The Anchor-Robust Project Scheduling Problem

In project scheduling, the durations of activities are often uncertain. Delays may cause a massive disorganization if a large number of activities must be rescheduled. In “The Anchor-Robust Project Scheduling Problem,” Bendotti, Chrétienne, Fouilhoux, and Pass-Lanneau propose a novel criterion for solution stability in project scheduling under processing times uncertainty. They define anchored jobs as jobs whose starting times can be guaranteed in a baseline schedule. Finding a project schedule with bounded makespan and a max-weight set of anchors is shown to be an NP-hard robust two-stage problem.

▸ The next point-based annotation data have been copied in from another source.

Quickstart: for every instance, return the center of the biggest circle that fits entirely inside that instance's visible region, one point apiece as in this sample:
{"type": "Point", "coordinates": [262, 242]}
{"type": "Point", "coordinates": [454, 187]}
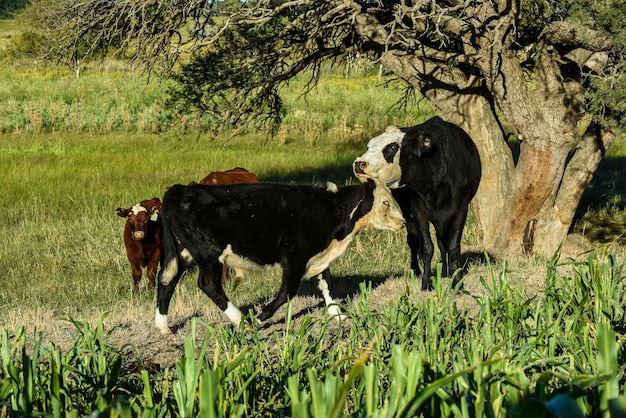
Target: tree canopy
{"type": "Point", "coordinates": [549, 73]}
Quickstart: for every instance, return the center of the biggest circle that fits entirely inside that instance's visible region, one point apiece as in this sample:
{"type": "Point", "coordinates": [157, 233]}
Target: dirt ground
{"type": "Point", "coordinates": [132, 327]}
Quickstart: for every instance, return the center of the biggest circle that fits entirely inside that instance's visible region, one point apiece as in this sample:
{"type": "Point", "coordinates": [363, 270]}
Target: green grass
{"type": "Point", "coordinates": [526, 337]}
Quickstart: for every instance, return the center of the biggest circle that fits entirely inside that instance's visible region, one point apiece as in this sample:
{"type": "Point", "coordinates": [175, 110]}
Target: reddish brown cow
{"type": "Point", "coordinates": [142, 238]}
{"type": "Point", "coordinates": [234, 175]}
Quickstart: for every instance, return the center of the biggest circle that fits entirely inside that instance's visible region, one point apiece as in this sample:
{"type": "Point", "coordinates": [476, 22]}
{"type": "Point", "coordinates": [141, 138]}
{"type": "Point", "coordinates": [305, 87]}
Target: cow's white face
{"type": "Point", "coordinates": [138, 219]}
{"type": "Point", "coordinates": [381, 161]}
{"type": "Point", "coordinates": [385, 213]}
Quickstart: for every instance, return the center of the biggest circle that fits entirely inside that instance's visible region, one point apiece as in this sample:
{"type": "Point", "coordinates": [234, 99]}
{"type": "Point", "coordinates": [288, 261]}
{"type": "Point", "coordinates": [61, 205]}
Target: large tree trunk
{"type": "Point", "coordinates": [475, 115]}
{"type": "Point", "coordinates": [526, 206]}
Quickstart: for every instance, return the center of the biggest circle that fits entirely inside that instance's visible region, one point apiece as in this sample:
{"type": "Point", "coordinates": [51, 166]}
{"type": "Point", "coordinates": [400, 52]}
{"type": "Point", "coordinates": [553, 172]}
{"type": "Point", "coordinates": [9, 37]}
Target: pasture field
{"type": "Point", "coordinates": [526, 336]}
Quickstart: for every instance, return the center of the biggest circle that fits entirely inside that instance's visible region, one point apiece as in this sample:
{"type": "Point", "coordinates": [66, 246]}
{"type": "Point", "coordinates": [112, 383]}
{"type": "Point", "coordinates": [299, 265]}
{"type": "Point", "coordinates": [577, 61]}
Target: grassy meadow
{"type": "Point", "coordinates": [525, 336]}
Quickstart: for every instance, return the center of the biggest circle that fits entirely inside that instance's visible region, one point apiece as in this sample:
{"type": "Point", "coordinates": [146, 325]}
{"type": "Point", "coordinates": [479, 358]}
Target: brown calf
{"type": "Point", "coordinates": [142, 238]}
{"type": "Point", "coordinates": [235, 175]}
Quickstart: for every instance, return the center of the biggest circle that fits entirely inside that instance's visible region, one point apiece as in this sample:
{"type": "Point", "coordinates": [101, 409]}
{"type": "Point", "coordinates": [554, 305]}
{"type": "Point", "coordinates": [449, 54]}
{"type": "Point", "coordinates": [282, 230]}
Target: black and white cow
{"type": "Point", "coordinates": [299, 228]}
{"type": "Point", "coordinates": [434, 170]}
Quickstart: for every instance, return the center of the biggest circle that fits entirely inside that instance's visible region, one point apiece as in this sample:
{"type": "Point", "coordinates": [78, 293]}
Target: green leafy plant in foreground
{"type": "Point", "coordinates": [556, 354]}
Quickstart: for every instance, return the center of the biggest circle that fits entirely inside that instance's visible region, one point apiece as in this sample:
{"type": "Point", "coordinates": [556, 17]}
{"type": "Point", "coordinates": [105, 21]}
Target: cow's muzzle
{"type": "Point", "coordinates": [139, 235]}
{"type": "Point", "coordinates": [359, 168]}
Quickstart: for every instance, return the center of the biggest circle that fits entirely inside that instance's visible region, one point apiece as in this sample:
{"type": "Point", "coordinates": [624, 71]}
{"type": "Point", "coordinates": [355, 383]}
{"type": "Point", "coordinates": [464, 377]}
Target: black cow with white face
{"type": "Point", "coordinates": [434, 171]}
{"type": "Point", "coordinates": [249, 226]}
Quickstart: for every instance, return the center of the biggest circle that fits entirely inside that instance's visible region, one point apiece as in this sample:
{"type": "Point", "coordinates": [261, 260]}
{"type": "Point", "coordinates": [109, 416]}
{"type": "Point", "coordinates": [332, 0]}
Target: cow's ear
{"type": "Point", "coordinates": [422, 145]}
{"type": "Point", "coordinates": [368, 187]}
{"type": "Point", "coordinates": [122, 212]}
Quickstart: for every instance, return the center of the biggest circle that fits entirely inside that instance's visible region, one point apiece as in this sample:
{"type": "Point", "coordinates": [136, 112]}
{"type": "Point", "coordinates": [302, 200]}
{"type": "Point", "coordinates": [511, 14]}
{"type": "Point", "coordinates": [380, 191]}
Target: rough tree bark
{"type": "Point", "coordinates": [499, 69]}
{"type": "Point", "coordinates": [526, 205]}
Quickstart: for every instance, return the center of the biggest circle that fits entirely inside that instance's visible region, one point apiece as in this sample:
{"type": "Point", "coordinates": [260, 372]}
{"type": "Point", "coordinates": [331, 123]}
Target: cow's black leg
{"type": "Point", "coordinates": [169, 276]}
{"type": "Point", "coordinates": [292, 275]}
{"type": "Point", "coordinates": [412, 239]}
{"type": "Point", "coordinates": [210, 282]}
{"type": "Point", "coordinates": [422, 247]}
{"type": "Point", "coordinates": [323, 284]}
{"type": "Point", "coordinates": [450, 245]}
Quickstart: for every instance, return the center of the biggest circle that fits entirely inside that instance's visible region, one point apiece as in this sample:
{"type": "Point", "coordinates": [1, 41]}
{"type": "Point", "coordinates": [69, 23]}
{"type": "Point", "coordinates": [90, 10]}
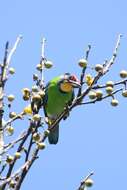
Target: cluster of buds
{"type": "Point", "coordinates": [44, 64]}
{"type": "Point", "coordinates": [37, 138]}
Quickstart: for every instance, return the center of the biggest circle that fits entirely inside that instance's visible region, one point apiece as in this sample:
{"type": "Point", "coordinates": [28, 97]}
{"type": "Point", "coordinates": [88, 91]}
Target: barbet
{"type": "Point", "coordinates": [58, 94]}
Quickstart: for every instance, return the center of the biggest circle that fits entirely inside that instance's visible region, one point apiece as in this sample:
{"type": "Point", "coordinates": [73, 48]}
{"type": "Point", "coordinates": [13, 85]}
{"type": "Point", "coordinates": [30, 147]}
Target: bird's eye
{"type": "Point", "coordinates": [73, 78]}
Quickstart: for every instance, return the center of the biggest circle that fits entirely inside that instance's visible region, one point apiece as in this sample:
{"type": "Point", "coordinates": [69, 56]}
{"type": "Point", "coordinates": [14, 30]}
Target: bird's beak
{"type": "Point", "coordinates": [75, 84]}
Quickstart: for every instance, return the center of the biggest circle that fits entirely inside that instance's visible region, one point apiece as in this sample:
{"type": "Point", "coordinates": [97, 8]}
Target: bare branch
{"type": "Point", "coordinates": [100, 99]}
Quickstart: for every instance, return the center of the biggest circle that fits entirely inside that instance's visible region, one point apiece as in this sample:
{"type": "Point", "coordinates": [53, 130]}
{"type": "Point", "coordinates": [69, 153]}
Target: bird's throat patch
{"type": "Point", "coordinates": [66, 87]}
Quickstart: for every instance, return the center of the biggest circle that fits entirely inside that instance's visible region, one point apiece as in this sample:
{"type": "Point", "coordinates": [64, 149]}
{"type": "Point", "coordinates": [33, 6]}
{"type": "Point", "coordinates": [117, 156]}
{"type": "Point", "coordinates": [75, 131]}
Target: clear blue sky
{"type": "Point", "coordinates": [94, 137]}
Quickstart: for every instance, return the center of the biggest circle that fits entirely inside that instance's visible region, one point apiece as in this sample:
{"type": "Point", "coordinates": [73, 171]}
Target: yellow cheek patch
{"type": "Point", "coordinates": [66, 87]}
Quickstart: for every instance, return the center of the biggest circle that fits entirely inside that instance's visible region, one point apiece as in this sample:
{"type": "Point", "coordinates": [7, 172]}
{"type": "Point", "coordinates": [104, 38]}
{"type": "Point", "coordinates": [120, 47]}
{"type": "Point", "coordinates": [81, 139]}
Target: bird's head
{"type": "Point", "coordinates": [68, 82]}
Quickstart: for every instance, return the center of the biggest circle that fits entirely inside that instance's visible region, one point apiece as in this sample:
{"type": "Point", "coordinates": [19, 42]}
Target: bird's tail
{"type": "Point", "coordinates": [1, 141]}
{"type": "Point", "coordinates": [54, 135]}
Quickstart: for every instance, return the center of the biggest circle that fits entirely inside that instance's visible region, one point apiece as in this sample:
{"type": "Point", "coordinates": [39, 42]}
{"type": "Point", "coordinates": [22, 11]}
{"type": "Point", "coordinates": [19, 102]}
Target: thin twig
{"type": "Point", "coordinates": [82, 184]}
{"type": "Point", "coordinates": [83, 71]}
{"type": "Point", "coordinates": [100, 99]}
{"type": "Point", "coordinates": [13, 50]}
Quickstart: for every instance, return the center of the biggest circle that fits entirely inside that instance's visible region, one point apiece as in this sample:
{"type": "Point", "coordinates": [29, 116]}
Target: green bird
{"type": "Point", "coordinates": [59, 92]}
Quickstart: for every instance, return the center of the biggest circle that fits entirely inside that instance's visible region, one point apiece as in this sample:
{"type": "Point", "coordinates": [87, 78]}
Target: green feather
{"type": "Point", "coordinates": [55, 103]}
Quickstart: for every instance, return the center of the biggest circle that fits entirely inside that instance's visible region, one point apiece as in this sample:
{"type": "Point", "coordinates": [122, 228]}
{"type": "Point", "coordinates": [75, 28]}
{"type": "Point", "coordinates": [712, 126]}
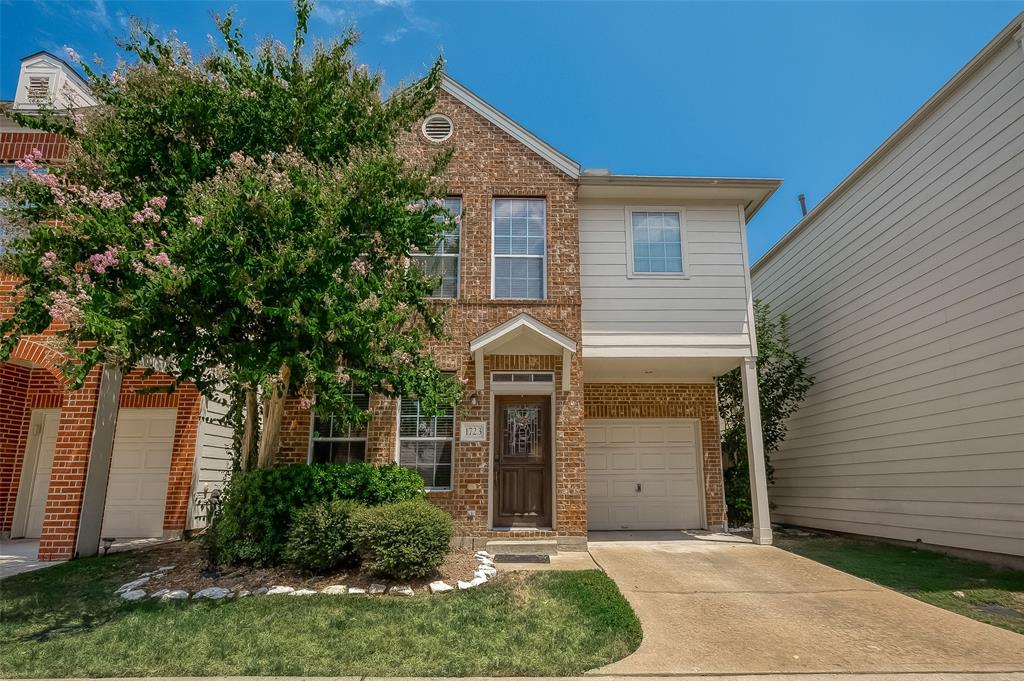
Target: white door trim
{"type": "Point", "coordinates": [29, 464]}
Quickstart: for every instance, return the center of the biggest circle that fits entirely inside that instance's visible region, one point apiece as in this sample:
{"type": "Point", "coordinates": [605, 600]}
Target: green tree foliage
{"type": "Point", "coordinates": [782, 383]}
{"type": "Point", "coordinates": [246, 218]}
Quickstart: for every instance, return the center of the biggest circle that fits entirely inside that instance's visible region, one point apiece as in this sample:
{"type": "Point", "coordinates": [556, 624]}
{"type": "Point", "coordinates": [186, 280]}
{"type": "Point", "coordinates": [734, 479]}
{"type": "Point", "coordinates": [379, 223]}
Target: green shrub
{"type": "Point", "coordinates": [318, 539]}
{"type": "Point", "coordinates": [256, 513]}
{"type": "Point", "coordinates": [401, 541]}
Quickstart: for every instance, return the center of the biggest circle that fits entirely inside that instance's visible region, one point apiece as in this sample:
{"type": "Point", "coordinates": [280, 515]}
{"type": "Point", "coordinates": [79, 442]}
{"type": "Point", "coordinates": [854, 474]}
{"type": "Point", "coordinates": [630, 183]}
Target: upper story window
{"type": "Point", "coordinates": [442, 263]}
{"type": "Point", "coordinates": [655, 239]}
{"type": "Point", "coordinates": [520, 248]}
{"type": "Point", "coordinates": [332, 441]}
{"type": "Point", "coordinates": [426, 442]}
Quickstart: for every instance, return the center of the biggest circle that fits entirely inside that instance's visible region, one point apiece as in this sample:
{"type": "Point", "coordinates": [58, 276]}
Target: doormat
{"type": "Point", "coordinates": [521, 558]}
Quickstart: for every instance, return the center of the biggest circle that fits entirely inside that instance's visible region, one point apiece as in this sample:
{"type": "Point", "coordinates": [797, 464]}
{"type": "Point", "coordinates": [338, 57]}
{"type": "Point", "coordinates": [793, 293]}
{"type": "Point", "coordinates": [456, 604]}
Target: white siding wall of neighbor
{"type": "Point", "coordinates": [213, 460]}
{"type": "Point", "coordinates": [711, 301]}
{"type": "Point", "coordinates": [906, 291]}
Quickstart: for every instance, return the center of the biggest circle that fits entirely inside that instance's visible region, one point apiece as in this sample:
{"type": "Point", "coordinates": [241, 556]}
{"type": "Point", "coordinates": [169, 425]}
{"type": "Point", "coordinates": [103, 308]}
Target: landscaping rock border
{"type": "Point", "coordinates": [133, 591]}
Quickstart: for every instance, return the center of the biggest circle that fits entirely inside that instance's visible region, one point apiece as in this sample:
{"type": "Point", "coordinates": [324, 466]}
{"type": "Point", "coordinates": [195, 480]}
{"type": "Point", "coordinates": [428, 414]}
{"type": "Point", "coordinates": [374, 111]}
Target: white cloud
{"type": "Point", "coordinates": [395, 35]}
{"type": "Point", "coordinates": [331, 13]}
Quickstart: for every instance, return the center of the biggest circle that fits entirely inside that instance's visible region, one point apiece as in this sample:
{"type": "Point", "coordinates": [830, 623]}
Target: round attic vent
{"type": "Point", "coordinates": [437, 127]}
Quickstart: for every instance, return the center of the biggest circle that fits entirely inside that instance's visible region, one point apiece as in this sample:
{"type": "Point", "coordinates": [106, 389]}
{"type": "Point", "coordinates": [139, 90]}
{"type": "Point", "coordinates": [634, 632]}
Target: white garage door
{"type": "Point", "coordinates": [643, 474]}
{"type": "Point", "coordinates": [139, 469]}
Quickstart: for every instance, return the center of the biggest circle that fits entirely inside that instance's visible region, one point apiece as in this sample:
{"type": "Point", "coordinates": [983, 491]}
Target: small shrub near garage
{"type": "Point", "coordinates": [318, 540]}
{"type": "Point", "coordinates": [252, 524]}
{"type": "Point", "coordinates": [401, 541]}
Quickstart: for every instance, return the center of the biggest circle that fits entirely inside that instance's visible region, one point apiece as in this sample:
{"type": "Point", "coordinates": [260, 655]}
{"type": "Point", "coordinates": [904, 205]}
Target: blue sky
{"type": "Point", "coordinates": [801, 90]}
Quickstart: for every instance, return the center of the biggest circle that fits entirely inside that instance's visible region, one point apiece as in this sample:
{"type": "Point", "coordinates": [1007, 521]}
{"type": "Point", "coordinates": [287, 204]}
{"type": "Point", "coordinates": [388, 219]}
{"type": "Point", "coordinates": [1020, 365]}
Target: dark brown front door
{"type": "Point", "coordinates": [522, 461]}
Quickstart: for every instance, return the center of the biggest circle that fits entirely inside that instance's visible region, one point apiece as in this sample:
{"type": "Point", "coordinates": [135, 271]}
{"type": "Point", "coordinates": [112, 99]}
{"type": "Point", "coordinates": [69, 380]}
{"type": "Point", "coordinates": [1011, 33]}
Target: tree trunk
{"type": "Point", "coordinates": [248, 454]}
{"type": "Point", "coordinates": [273, 414]}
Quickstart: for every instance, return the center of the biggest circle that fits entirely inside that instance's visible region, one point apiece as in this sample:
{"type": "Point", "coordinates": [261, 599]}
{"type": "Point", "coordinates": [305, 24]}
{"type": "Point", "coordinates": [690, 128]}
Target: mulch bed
{"type": "Point", "coordinates": [193, 571]}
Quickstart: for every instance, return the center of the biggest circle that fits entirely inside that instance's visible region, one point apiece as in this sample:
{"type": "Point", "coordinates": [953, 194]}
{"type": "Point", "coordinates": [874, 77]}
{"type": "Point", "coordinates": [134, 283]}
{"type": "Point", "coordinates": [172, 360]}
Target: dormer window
{"type": "Point", "coordinates": [38, 89]}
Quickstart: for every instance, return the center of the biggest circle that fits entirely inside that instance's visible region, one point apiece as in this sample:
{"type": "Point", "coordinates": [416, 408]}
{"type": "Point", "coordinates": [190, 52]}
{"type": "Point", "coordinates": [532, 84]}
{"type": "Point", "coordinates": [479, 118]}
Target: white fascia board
{"type": "Point", "coordinates": [521, 134]}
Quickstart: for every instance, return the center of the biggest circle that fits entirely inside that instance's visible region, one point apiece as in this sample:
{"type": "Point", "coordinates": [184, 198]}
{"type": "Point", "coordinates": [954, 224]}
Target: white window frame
{"type": "Point", "coordinates": [495, 256]}
{"type": "Point", "coordinates": [365, 438]}
{"type": "Point", "coordinates": [683, 246]}
{"type": "Point", "coordinates": [457, 256]}
{"type": "Point", "coordinates": [398, 439]}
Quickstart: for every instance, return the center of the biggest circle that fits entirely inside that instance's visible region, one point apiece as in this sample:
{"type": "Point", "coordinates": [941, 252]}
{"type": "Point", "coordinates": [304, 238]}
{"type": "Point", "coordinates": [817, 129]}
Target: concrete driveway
{"type": "Point", "coordinates": [721, 605]}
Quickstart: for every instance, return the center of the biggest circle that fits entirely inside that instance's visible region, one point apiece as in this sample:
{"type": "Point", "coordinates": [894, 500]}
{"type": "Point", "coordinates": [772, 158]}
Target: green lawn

Taking advantage of the combinatorial structure of project scheduling and budgeted uncertainty, the authors obtain a compact MIP formulation for the problem. Numerical results show that the obtained MIP outperforms standard techniques from the literature. They also showcase the practical interest of anchored jobs in project scheduling. In project scheduling with uncertain processing times, the decision maker often needs to compute a baseline schedule in advance while guaranteeing that some jobs will not be rescheduled later. Standard robust approaches either produce a schedule with a very large makespan or offer no guarantee on starting times of the jobs. The concept of anchor-robustness is introduced as a middle ground between these approaches. A subset of jobs is said to be anchored if the starting times of its jobs in the baseline schedule can be guaranteed. The Anchor-Robust Project Scheduling Problem (AnchRobPSP) is proposed as a robust two-stage problem to find a baseline schedule of bounded makespan and a max-weight subset of anchored jobs. AnchRobPSP is considered for several uncertainty sets, such as box or budgeted uncertainty sets. Dedicated graph models are presented. In particular, the existence of a compact mixed integer programming reformulation for budgeted uncertainty is proven. AnchRobPSP is shown to be NP-hard even for budgeted uncertainty. Polynomial and pseudopolynomial algorithms are devised for box uncertainty and special cases of budgeted uncertainty. According to numerical results, the proposed approaches solve large-scale instances and outperform classical affine decisions rules for AnchRobPSP. Insights on the price of anchor-robustness are given based on computations.